Why doesn't the loss calculated by Flux `withgradient` match what I have calculated?

Just posted this to StackOverflow, but crossposting here for Julia reach.

TL;DR – when making a simple CNN I noticed weird behavior between the reported loss during training and the loss I actually calculated from the “trained” model (trained model looked like garbage despite loss saying it should be quite good). The crux of the problem I identified is that when having a BatchNorm layer, the loss value calculated appears to mutate after calling withgradient.

For example:

using Flux
x = rand(100,100,1,1) #say a greyscale image 100x100 with 1 channel (greyscale) and 1 batch
y = @. 5*x + 3 #output image, some relationship to the input values (doesn't matter for this)
m = Chain(BatchNorm(1),Conv((1,1),1=>1)) #very simple model (doesn't really do anything but illustrates the problem)
l_init = Flux.mse(m(x),y) #initial loss after model creation
l_grad, grad = Flux.withgradient(m -> Flux.mse(m(x),y), m) #loss calculated by gradient
l_final = Flux.mse(m(x),y) #loss calculated again using the model (no parameters have been updated)
println("initial loss: $l_init")
println("loss calculated in withgradient: $l_grad")
println("final loss: $l_final")

produces different values for each of the loss calculations (sometimes very different), whereas running a simple model without a BatchNorm layer:

using Flux
x = rand(100,100,1,1) #say a greyscale image 100x100 with 1 channel (greyscale) and 1 batch
y = @. 5*x + 3 #output image
m = Chain(Conv((1,1),1=>1))
l_init = Flux.mse(m(x),y) #initial loss after model creation
l_grad, grad = Flux.withgradient(m -> Flux.mse(m(x),y), m)
l_final = Flux.mse(m(x),y)
println("initial loss: $l_init")
println("loss calculated in withgradient: $l_grad")
println("final loss: $l_final")

produces the same output (which is what I expected).

Why does adding BatchNorm do this, and is this intended?
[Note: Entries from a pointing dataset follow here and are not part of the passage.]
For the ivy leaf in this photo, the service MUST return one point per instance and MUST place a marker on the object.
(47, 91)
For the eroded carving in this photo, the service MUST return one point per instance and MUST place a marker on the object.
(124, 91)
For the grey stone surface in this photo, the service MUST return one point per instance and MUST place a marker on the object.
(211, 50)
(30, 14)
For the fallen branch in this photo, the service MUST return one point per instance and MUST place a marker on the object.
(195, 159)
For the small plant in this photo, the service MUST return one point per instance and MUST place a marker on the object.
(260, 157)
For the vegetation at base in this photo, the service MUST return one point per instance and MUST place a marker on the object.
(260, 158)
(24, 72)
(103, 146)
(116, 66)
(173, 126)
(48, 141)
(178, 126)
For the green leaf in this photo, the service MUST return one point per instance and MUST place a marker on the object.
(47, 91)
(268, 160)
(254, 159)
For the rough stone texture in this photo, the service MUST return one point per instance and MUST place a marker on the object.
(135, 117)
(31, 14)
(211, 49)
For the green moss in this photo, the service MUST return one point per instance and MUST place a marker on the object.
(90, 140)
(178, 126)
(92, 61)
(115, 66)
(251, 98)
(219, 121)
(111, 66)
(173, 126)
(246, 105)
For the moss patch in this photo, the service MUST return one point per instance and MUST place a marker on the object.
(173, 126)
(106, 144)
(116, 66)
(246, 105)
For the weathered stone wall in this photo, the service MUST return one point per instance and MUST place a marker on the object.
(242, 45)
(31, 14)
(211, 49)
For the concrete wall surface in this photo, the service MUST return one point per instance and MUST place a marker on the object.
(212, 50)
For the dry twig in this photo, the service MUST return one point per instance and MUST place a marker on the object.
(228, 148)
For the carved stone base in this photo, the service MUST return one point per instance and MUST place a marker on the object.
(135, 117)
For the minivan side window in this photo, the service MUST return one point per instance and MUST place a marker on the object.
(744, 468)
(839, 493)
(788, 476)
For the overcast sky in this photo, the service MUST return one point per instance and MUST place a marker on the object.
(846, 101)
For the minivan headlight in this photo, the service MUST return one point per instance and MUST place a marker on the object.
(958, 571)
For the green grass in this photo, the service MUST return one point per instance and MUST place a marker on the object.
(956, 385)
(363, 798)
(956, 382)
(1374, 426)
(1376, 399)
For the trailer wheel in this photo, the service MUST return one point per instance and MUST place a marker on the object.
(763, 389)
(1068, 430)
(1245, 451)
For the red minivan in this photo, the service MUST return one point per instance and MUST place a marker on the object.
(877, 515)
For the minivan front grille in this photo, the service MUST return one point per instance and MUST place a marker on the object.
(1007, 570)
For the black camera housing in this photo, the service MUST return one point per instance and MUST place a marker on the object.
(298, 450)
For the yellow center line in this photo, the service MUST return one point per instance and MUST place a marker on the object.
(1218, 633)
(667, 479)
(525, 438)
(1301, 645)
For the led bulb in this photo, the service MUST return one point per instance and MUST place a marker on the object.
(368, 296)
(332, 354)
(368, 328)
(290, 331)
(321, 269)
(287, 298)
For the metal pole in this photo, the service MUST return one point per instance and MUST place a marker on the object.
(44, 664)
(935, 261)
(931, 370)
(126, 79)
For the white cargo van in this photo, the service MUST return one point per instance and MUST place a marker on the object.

Am I using it wrong?

I presume you’re used to PyTorch and having to manually specify whether a layer is in train or test/eval mode? Flux does this automatically by default, so taking gradients of a model will let BatchNorm detect that it should be updating running stats. If you’d like more manual control, trainmode! and testmode! are available per the docs.

thanks, yes applying those explicitly makes the values the same!